As managing partner of Google Ventures, Bill Maris has rapidly established search engine Google’s independent corporate venturing unit as an investment force, securing a mandate to deploy $300m a year, having originally been provided with $100m a year in 2009.
Only last month he could be seen appearing on CNBC, Bloomberg, and in a Wall Street Journal interview, putting forward his message that his job “is to discern the fine line between crazy and genius”.
Silicon Valley admires Maris’s resources, with Felicis Ventures’ Aydin Senkut telling the Wall Street Journal last month: “I don’t know of any other corporate venture firms that have put scores up on the board soquickly.”

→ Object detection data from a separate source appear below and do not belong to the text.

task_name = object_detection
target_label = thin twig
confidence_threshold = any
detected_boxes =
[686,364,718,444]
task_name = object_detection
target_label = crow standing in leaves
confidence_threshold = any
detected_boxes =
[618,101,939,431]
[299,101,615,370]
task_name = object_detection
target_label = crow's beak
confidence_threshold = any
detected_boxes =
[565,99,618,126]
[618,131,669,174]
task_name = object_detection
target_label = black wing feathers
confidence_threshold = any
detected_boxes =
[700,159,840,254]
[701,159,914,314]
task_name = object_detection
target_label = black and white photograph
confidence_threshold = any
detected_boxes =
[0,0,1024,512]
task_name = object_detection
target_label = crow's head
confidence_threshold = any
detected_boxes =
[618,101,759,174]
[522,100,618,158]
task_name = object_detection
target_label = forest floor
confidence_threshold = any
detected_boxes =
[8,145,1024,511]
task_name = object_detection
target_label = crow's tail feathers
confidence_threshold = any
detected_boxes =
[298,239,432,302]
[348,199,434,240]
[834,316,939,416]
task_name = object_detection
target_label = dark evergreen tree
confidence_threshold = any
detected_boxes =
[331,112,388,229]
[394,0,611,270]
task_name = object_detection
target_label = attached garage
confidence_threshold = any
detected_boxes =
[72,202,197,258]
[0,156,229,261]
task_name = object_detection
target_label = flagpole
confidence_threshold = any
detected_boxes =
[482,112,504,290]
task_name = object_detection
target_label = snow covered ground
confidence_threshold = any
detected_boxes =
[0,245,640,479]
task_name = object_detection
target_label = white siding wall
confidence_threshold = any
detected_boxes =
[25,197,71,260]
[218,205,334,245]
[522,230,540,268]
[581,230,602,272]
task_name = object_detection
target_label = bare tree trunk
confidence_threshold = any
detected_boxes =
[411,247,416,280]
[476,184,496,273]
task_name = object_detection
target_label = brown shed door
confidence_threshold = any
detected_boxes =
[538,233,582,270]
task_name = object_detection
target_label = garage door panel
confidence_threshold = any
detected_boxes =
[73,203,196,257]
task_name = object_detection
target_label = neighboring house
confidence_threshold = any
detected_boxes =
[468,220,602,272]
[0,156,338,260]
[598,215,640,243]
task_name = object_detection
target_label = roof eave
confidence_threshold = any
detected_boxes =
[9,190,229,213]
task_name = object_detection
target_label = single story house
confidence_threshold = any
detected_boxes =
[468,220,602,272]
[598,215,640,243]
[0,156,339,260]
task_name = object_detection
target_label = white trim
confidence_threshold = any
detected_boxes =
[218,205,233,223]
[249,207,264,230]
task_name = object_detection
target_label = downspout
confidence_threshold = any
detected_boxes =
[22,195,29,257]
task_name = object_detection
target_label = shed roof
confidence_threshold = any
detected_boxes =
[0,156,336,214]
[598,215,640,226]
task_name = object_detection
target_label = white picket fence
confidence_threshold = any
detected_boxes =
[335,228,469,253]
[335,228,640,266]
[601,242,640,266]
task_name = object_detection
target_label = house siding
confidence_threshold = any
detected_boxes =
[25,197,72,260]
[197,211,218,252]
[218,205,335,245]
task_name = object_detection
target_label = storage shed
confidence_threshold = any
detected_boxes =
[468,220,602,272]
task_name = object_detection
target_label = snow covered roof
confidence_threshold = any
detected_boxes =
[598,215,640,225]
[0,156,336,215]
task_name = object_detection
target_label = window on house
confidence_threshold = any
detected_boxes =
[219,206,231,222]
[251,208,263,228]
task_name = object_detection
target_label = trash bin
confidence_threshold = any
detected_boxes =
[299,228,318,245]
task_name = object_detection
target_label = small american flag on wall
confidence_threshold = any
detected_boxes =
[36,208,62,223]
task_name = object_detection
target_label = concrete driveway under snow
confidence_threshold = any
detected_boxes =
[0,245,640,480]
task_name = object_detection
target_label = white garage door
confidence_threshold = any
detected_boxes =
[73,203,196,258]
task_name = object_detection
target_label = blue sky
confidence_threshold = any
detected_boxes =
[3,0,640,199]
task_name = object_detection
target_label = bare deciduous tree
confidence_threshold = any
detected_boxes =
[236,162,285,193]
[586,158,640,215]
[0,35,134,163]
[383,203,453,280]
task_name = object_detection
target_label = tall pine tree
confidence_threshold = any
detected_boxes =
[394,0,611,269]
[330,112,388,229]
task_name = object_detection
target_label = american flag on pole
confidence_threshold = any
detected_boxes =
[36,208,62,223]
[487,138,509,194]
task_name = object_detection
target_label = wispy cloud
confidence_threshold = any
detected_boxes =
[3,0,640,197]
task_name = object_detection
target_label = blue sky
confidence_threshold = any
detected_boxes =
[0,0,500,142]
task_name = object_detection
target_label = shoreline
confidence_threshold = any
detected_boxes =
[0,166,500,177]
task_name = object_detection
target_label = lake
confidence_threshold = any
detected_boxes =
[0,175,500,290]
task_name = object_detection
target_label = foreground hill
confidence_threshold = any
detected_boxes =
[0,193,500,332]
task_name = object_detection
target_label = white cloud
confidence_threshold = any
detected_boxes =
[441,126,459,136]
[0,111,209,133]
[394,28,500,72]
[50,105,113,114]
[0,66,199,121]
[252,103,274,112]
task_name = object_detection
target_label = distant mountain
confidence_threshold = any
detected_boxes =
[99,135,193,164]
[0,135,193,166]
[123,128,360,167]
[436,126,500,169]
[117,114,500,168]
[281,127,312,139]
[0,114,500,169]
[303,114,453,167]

Maris sits on the boards of companies such as US-based heating company Nest and US-based antibody discovery business Adimab and his other investments include energy management group Silver Spring Networks, personal genetics start-up 23andMe and weather service Climate Corporation.
The diversity and number of deals struck by Maris – and more broadly Google Ventures – in the past three years indicates why the firm is well-regarded.
The aim is to use academic insights to devise a strategy as a self-proclaimed “radically different kind of venture capital fund” and then back the vision with plenty of cash.
Google Ventures under Maris backs a large number of early-stage companies as the search engine is looking for disruptive start-ups in almost any field and then applies a corporate style of organisationin supporting them through the portfolio companies’ stages of development.
But beyond academia, Maris understands venture investing is supporting the best entrepreneurs, including Anne Wojcicki, his former colleague at Sweden-listed investment fund Investor where they both worked in New York City after graduation.
Wojcicki, who married Sergey Brin, co-founder of Google, is effectively part of the Google family – her sister, Susan, is a senior vice-president at Google, and their family garage housed Brin and co-founder Larry Page when they were setting the company up as a spin-off from Stanford.
After leaving Investor, Maris founded web hosting company Burlee, reportedly when he was in his 20s, which was sold to Web.com in 2002 for an undisclosed sum.
Maris previously worked at Duke University’s neurobiology department as a researcher and graduated top of class in neuroscience from Middlebury College, California.